Una capital en una cuenca, con una vía de escape a 2,290 metros
Sofía está a unos 550 metros de altitud, en una cuenca rodeada de montañas, y la más grande de todas empieza justo donde termina la ciudad. Vitosha no es una montaña de excursión de un día a la que se llega en coche: cierra la vista al final de la mitad de las calles de los distritos del sur, y su cumbre, Cherni Vrah, está a 2,290 metros. Es parque natural desde 1934 —el primero de la península balcánica— y se puede llegar al límite del bosque con un simple billete de autobús urbano.
Esa geografía es todo el argumento para venir en pleno verano. En Sofía, las máximas de julio y agosto suelen rondar los veintitantos altos, y las noches bajan hasta los 15-17°C, porque la altitud es el aire acondicionado más barato de Europa. Cuando la ciudad se pone pesada —y puede pasar, durante una semana seguida— subes. En la cima de Vitosha hace unos 10°C menos que en el bulevar Vitosha, y la diferencia es inmediata, no teórica.

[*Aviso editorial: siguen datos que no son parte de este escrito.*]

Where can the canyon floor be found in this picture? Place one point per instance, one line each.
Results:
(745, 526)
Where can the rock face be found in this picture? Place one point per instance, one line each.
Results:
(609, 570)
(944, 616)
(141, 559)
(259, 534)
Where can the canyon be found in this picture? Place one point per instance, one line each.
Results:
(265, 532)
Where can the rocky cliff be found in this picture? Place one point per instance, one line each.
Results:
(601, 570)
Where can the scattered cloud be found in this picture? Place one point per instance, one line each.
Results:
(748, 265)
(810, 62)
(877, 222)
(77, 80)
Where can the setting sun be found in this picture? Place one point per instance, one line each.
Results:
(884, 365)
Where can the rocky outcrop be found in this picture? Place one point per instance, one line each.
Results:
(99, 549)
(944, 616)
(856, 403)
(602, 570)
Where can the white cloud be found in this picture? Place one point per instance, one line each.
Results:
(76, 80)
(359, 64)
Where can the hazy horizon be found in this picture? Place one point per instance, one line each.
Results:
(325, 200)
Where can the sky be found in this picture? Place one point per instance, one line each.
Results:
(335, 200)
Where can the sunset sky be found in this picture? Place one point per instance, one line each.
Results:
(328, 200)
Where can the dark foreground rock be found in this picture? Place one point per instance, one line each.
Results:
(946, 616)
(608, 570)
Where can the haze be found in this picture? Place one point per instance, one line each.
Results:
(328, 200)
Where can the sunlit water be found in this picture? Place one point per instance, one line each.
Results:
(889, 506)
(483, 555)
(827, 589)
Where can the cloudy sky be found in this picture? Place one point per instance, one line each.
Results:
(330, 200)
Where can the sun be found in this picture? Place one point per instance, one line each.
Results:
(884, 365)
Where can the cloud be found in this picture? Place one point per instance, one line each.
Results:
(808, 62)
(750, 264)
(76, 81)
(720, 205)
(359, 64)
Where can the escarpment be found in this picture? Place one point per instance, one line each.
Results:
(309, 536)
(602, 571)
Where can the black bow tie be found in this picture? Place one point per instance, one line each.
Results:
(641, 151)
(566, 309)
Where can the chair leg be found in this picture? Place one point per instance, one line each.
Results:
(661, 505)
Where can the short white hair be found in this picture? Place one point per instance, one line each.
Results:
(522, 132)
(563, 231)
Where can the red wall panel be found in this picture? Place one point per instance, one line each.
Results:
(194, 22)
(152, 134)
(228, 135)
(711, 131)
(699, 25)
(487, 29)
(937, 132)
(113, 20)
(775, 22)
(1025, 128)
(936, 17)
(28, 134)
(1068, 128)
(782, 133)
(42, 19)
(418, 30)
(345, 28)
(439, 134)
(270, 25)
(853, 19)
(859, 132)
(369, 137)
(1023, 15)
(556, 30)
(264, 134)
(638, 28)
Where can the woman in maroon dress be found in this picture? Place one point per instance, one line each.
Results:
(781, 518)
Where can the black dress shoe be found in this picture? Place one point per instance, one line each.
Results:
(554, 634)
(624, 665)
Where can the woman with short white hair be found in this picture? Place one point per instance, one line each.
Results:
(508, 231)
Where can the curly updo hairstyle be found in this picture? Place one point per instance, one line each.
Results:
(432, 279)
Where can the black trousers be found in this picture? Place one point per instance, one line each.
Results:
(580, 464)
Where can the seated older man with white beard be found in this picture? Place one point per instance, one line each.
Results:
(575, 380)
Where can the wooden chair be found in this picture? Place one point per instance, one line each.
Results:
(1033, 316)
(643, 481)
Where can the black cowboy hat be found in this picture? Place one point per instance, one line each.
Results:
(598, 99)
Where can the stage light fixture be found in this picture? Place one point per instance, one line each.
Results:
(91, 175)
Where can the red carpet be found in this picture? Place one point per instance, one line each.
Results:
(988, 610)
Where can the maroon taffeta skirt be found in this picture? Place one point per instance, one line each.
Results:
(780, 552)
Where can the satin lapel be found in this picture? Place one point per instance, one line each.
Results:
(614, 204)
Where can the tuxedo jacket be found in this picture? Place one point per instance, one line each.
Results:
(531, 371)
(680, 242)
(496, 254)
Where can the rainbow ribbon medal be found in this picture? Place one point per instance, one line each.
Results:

El segundo argumento es el dinero. Los búlgaros pasan agosto en el mar Negro, y Sofía es una capital de trabajo, no un destino de playa, así que los viajes de negocios se reducen justo cuando la costa se llena. Las habitaciones céntricas a menudo se abaratan en las semanas en que los complejos turísticos de playa duplican sus precios. Esa inversión es rara en Europa y merece la pena aprovecharla.
Aterrizar en la Terminal 1, la que no tiene metro
El aeropuerto de Sofía tiene dos terminales separadas por alrededor de un kilómetro y medio, y aquí la separación importa más de lo habitual: la estación de metro está en la Terminal 2, mientras que las aerolíneas de bajo coste suelen usar la Terminal 1. Un autobús lanzadera gratuito conecta ambas —calcula veinte minutos y localiza la parada antes de ponerte a improvisar, porque ese tramo de carretera de plataforma no es agradable de caminar con equipaje en julio. Los detalles de terminales y transporte están en la propia web del aeropuerto: Sofia Airport.
Desde la Terminal 2, el metro llega al centro en unos veinte minutos por bastante menos de €1, las máquinas aceptan tarjeta, y te deja en Serdika, justo encima de las ruinas romanas. Los trenes dejan de circular hacia la medianoche, así que si llegas tarde tocará taxi: pídelo en el mostrador oficial de taxis dentro de llegadas, en lugar de aceptar la oferta de alguien en la sala. El aeropuerto de Sofía tiene un largo historial de taxis piratas con taxímetros creativos, y ese mostrador elimina la discusión de raíz.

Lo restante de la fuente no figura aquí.